In the spring, the city of Hamm introduced its first traffic light controlled by artificial intelligence (AI) at the intersection of Heßlerstraße and Marker Allee. This system uses several cameras to detect cyclists and pedestrians early. The AI calculates when they will reach the traffic light to give them a green light preferentially. However, in recent weeks, the automated system has caused long traffic jams during rush hour, leading to complaints from drivers. The Westfälische Anzeiger and WDR reported that the AI will be temporarily paused from 3:30 PM to 5:30 PM. During this time, the traffic light will operate conventionally to allow car traffic to flow more smoothly during rush hour. In the morning, the problem is not as severe, according to a city district meeting. The traffic jams are also suspected to be related to several nearby construction sites and detour traffic. Once these issues are resolved, the AI is expected to operate again in the afternoon, but new tests will be conducted first.
Hamm now uses AI-based technology from the Munich company Yunex at two locations. The second “intelligent traffic light,” which has been managing traffic at the Ostwennemarstraße pedestrian crossing since April 12, 2024, initially showed a constant red light for cars even when no pedestrians were in sight.
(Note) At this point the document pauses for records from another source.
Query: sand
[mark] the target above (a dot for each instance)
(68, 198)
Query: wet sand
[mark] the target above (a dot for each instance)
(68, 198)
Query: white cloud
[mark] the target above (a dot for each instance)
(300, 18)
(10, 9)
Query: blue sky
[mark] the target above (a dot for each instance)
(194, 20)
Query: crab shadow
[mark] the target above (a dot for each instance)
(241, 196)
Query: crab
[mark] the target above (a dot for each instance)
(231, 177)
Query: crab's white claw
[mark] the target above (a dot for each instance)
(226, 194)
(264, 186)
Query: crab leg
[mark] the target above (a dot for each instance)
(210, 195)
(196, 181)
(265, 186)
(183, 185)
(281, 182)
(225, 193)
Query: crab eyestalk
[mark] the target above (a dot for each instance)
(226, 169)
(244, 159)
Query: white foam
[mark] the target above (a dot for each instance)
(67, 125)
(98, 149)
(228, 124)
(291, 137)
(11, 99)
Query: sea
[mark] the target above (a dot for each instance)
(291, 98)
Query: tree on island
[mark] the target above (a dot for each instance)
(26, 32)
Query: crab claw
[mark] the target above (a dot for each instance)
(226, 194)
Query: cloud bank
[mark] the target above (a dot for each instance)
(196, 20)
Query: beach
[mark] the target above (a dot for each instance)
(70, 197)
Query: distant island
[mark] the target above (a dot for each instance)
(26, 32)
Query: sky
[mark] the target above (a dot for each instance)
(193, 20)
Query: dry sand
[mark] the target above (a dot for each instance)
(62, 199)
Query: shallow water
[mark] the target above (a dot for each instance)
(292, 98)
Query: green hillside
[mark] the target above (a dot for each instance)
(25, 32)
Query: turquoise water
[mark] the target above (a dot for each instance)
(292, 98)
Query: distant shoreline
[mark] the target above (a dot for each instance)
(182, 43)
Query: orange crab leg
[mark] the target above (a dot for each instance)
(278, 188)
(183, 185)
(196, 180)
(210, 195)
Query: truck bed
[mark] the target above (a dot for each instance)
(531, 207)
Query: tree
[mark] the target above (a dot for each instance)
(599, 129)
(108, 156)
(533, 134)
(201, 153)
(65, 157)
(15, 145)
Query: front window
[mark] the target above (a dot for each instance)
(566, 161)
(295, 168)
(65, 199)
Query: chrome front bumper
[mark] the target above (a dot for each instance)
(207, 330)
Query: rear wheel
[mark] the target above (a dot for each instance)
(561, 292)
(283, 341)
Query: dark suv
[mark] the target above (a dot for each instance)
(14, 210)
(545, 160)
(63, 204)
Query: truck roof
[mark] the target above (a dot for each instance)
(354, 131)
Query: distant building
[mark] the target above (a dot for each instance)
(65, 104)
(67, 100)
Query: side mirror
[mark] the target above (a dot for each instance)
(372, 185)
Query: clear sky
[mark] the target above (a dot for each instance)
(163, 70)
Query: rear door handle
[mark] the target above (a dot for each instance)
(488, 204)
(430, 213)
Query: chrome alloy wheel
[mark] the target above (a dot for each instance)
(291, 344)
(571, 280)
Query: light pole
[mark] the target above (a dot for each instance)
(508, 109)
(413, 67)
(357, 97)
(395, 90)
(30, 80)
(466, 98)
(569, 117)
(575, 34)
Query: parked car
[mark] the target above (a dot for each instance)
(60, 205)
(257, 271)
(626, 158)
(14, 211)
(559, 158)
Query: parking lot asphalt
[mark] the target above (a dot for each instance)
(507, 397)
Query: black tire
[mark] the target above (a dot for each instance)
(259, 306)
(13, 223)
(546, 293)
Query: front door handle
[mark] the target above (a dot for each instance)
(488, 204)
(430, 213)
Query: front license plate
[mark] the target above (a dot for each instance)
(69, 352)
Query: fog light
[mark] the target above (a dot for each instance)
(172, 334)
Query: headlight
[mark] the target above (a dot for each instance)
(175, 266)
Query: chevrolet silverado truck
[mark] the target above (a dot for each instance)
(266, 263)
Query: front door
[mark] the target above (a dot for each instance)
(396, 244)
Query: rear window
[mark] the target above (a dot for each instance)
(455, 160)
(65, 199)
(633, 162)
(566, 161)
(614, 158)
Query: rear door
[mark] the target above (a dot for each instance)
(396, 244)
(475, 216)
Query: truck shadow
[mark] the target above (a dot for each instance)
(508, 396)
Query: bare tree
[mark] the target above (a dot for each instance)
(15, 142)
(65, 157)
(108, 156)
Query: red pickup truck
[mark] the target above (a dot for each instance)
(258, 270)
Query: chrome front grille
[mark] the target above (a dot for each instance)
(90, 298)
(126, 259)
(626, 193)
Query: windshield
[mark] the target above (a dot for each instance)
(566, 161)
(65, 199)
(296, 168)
This problem is said to have been resolved. The exact timing of the temporary AI shutdown at Heßlerstraße is not yet known, but the city has assured that the system will be reprogrammed within the week. In Essenbach, Bavaria, a similar AI traffic light has also been causing frustration among drivers for several months.
Meanwhile, Google has been testing a new system using machine learning to optimize traffic light operations. However, the AI solution is not always more effective than traditional technology.
Overall, the introduction of AI-controlled traffic lights in Hamm has shown some benefits but also challenges. The technology aims to improve traffic flow and prioritize vulnerable road users like cyclists and pedestrians. Yet, the implementation has highlighted the complexity of integrating AI into existing infrastructure. Adjustments and tests are ongoing to find the right balance between innovation and practicality. As cities continue to experiment with AI in traffic management, the experiences in Hamm and other locations offer valuable insights into the potential and limitations of such technologies.
AI-controlled traffic systems represent a step towards smarter cities, promising efficiency and improved safety. However, the transition is not without hurdles. The need for temporary pauses and reprogramming indicates that while AI can enhance traffic management, it requires careful calibration and monitoring. The feedback from residents and the observations made during the initial phases are crucial for refining these systems.
As technology evolves, cities like Hamm are at the forefront of testing and implementing AI solutions in public infrastructure. The lessons learned from these early adopters will guide future developments and help shape the cities of tomorrow. The ongoing dialogue between technology providers, city planners, and the public will be essential in ensuring that AI serves the community effectively and equitably.